When I was home brewing I had an old single door fridge which I gutted, layed it in its back and installed some wheels for ease of movement.
I installed a single globe batten holder and a 25Watt globe and found it kept the inside within 2 (26 to 28) degrees day and night no thermostat needed.
This was in the shed and didnt seem to vary much in winter or summer.
I used to put the fermentation barrel in one side (I put a 90 degree bend on the airlock Valve) so I could close the lid, and put the recently bottled brew in the other half for the first couple of weeks.
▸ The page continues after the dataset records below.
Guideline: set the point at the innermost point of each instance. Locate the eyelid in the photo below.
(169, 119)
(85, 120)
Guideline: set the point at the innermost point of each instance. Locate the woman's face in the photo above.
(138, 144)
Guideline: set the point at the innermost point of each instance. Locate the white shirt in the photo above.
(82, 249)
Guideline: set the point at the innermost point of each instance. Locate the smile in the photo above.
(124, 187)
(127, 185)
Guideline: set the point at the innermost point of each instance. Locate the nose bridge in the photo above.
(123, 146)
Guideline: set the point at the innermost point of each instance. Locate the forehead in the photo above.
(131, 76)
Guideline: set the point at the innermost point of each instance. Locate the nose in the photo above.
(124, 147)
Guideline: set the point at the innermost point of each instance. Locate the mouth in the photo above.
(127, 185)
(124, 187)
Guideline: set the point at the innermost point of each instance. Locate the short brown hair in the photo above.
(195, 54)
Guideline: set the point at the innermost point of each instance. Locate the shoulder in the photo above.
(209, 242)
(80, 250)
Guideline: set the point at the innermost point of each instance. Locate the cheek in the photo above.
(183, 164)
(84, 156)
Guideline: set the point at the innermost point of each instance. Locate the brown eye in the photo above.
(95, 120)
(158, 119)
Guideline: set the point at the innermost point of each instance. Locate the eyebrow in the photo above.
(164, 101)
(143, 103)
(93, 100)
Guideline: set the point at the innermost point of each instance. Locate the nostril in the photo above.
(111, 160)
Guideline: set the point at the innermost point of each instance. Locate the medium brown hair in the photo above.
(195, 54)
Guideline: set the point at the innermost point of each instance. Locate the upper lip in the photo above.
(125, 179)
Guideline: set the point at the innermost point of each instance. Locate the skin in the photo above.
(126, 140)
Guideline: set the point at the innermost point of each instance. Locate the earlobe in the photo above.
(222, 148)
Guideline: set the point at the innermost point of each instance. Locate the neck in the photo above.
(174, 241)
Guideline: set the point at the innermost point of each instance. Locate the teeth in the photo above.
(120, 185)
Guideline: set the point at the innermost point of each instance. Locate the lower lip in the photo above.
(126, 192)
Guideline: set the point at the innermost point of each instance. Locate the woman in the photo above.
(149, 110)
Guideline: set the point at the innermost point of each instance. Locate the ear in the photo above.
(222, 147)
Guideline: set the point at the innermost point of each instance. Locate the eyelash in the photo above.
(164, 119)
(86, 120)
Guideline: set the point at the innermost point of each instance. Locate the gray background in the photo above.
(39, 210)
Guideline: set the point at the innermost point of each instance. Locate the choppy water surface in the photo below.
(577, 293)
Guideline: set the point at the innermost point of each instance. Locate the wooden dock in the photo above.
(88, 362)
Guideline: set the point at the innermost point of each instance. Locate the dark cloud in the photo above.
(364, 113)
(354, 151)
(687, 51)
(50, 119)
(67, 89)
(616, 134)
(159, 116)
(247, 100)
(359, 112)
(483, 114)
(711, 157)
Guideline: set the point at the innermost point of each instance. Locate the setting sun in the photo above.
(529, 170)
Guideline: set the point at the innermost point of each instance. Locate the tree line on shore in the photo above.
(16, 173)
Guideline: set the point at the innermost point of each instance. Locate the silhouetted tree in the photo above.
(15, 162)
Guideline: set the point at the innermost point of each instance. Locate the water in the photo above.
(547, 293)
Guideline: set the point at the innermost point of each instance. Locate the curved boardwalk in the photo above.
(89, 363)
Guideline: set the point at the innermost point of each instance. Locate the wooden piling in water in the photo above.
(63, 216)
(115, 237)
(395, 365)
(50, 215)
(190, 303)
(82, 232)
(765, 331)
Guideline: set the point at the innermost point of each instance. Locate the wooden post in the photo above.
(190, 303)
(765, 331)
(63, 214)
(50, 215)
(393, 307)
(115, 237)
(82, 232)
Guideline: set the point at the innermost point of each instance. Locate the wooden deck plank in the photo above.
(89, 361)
U may need to experiment with the globe size to suit youre fridge size
lsemmens (12-10-18)
Personally I wouldn't use a halogen lamp as a source of heat - firstly they're not very efficient and secondly light in your fermenting beer is bad... You can buy heat pads and wraps that plug into your favourite temp controller.
My setup is a working fridge to keep the cool if needed, and a heat pad for warming. Both the fridge and pad go into one of those cheap STC-1000's and it does all the work for me. I also recommend having a small fan to keep the air circulating inside the fridge for improved efficiency and better temperature stability. I also use a thermowell in my fermeter so the STC reads the actually liquid temp and not the surrounding air
loanrangiel (19-10-18),tristen (17-10-18)
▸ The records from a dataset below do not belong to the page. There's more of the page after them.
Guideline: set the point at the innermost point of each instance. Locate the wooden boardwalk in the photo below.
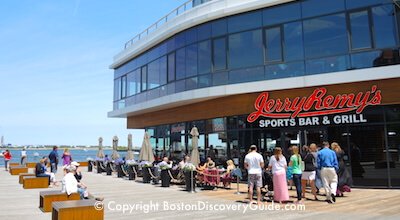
(19, 203)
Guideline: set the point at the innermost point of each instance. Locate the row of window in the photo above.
(319, 37)
(252, 20)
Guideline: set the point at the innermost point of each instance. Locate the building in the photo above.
(270, 73)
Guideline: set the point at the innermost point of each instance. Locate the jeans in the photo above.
(297, 183)
(54, 167)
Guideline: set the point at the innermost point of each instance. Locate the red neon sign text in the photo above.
(318, 100)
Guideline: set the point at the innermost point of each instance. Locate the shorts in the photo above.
(255, 180)
(308, 175)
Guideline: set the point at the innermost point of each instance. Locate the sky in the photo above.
(55, 83)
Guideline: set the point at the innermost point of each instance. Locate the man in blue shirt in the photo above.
(53, 157)
(328, 164)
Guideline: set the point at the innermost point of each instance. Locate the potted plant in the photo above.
(131, 165)
(190, 176)
(146, 169)
(165, 177)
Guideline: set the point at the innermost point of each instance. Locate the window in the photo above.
(204, 57)
(246, 49)
(144, 78)
(219, 54)
(360, 30)
(361, 3)
(123, 87)
(180, 63)
(117, 83)
(219, 27)
(281, 14)
(384, 26)
(325, 36)
(293, 41)
(273, 43)
(244, 21)
(191, 60)
(317, 7)
(171, 67)
(133, 82)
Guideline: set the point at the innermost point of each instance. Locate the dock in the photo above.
(125, 199)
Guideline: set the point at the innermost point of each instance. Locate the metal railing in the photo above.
(174, 13)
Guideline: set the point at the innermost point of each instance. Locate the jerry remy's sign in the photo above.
(319, 108)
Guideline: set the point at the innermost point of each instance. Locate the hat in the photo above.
(74, 163)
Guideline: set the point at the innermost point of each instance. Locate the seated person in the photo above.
(71, 185)
(40, 171)
(210, 163)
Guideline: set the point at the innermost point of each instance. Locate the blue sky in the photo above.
(55, 84)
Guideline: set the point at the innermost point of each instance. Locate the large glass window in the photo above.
(384, 26)
(325, 36)
(143, 78)
(312, 8)
(123, 86)
(219, 54)
(293, 41)
(204, 57)
(246, 21)
(360, 30)
(246, 49)
(281, 14)
(180, 63)
(273, 43)
(171, 67)
(133, 82)
(191, 60)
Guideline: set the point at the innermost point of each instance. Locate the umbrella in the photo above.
(146, 152)
(129, 153)
(115, 154)
(100, 153)
(195, 157)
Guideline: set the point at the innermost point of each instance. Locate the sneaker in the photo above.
(333, 198)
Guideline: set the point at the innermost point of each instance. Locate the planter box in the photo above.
(190, 180)
(146, 174)
(165, 178)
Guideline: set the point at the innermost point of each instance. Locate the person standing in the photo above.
(328, 164)
(254, 164)
(344, 177)
(67, 158)
(295, 161)
(7, 157)
(278, 165)
(309, 173)
(53, 157)
(23, 156)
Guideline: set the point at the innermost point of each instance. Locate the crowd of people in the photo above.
(320, 169)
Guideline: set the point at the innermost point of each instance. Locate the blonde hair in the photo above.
(313, 147)
(335, 146)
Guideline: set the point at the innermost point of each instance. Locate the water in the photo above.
(77, 154)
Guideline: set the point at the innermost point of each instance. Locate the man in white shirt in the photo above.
(254, 163)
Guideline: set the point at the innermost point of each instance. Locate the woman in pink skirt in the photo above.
(278, 165)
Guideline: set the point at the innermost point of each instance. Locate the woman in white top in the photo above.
(278, 165)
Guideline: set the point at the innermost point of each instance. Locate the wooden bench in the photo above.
(31, 164)
(77, 210)
(21, 177)
(16, 170)
(33, 182)
(47, 197)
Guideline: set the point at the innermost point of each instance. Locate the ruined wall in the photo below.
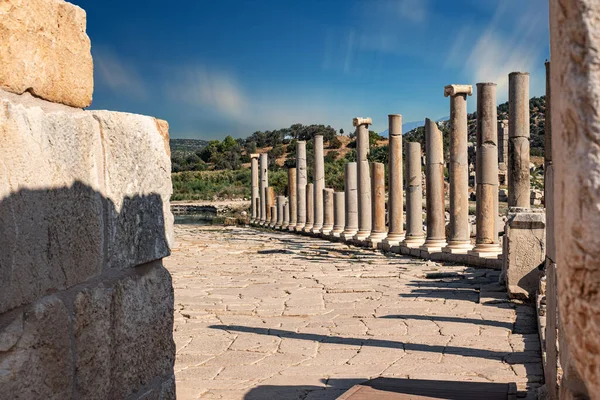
(86, 306)
(575, 81)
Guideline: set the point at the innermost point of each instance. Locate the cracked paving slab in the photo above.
(275, 315)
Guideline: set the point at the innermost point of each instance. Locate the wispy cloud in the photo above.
(497, 51)
(118, 74)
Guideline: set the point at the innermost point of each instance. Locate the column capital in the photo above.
(358, 121)
(454, 90)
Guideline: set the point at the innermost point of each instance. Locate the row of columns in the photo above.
(315, 209)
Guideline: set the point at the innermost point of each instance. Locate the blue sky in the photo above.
(231, 67)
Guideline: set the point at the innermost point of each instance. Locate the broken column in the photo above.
(339, 213)
(255, 189)
(280, 204)
(364, 179)
(434, 182)
(378, 231)
(292, 202)
(486, 244)
(395, 202)
(319, 178)
(286, 214)
(518, 141)
(459, 237)
(524, 233)
(264, 183)
(351, 201)
(310, 209)
(414, 197)
(301, 181)
(328, 217)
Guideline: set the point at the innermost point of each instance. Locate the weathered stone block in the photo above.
(524, 250)
(142, 346)
(46, 51)
(38, 364)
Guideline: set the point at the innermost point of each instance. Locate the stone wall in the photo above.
(86, 306)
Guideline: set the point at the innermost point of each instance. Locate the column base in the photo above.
(433, 245)
(486, 251)
(458, 247)
(413, 242)
(391, 241)
(375, 238)
(347, 236)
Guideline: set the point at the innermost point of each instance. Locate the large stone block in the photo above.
(46, 51)
(79, 192)
(142, 346)
(38, 363)
(524, 250)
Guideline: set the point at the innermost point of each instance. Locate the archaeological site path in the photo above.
(265, 315)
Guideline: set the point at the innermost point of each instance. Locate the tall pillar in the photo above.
(286, 214)
(364, 179)
(319, 176)
(378, 231)
(264, 183)
(518, 141)
(434, 152)
(270, 196)
(310, 208)
(486, 244)
(351, 201)
(255, 187)
(280, 203)
(339, 213)
(414, 197)
(395, 201)
(327, 212)
(459, 238)
(301, 181)
(292, 201)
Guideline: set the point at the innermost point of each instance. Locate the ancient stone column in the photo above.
(319, 179)
(364, 179)
(378, 231)
(264, 183)
(339, 216)
(280, 204)
(255, 188)
(487, 244)
(502, 151)
(434, 152)
(395, 201)
(414, 197)
(310, 209)
(518, 141)
(351, 201)
(271, 215)
(328, 217)
(286, 214)
(459, 238)
(292, 201)
(301, 181)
Also look at the inkbird heat/cool controllers, then you just need a heater band for heating and the fridges compressor for cooling once you set the temp range.
I use an old fridge and an ebay thermostat for raising Seedlings, particularly Bamboo which likes about 30oC.
I have a light as it's good for plant growth but no reason you couldn't use something like an old fan heater if you didn't want to go to a heat pad.
An old fan heater may be better than a pad as it would swirl the air around when it kicked in and I would think would keep the temp more even throughout the brew and reduce stratification of the air temp in the fridge. You could also modify one so the fan ran all the time and just the heater element kicked in and out for very even temps.
Fan heater on low setting would probably only kick in for maybe 30 sec then shut off again and repeat as needed.
There are a stack of the flebay controllers. I just bought a prebuilt one that is white with a short lead and a socket on the front below the digital read out and settings. Taking measurements with a calibrated thermometer the thing is very accurate, more so than I would have expected actually.
You can also get them just as a board and could build up yourself with an enclosure and wiring.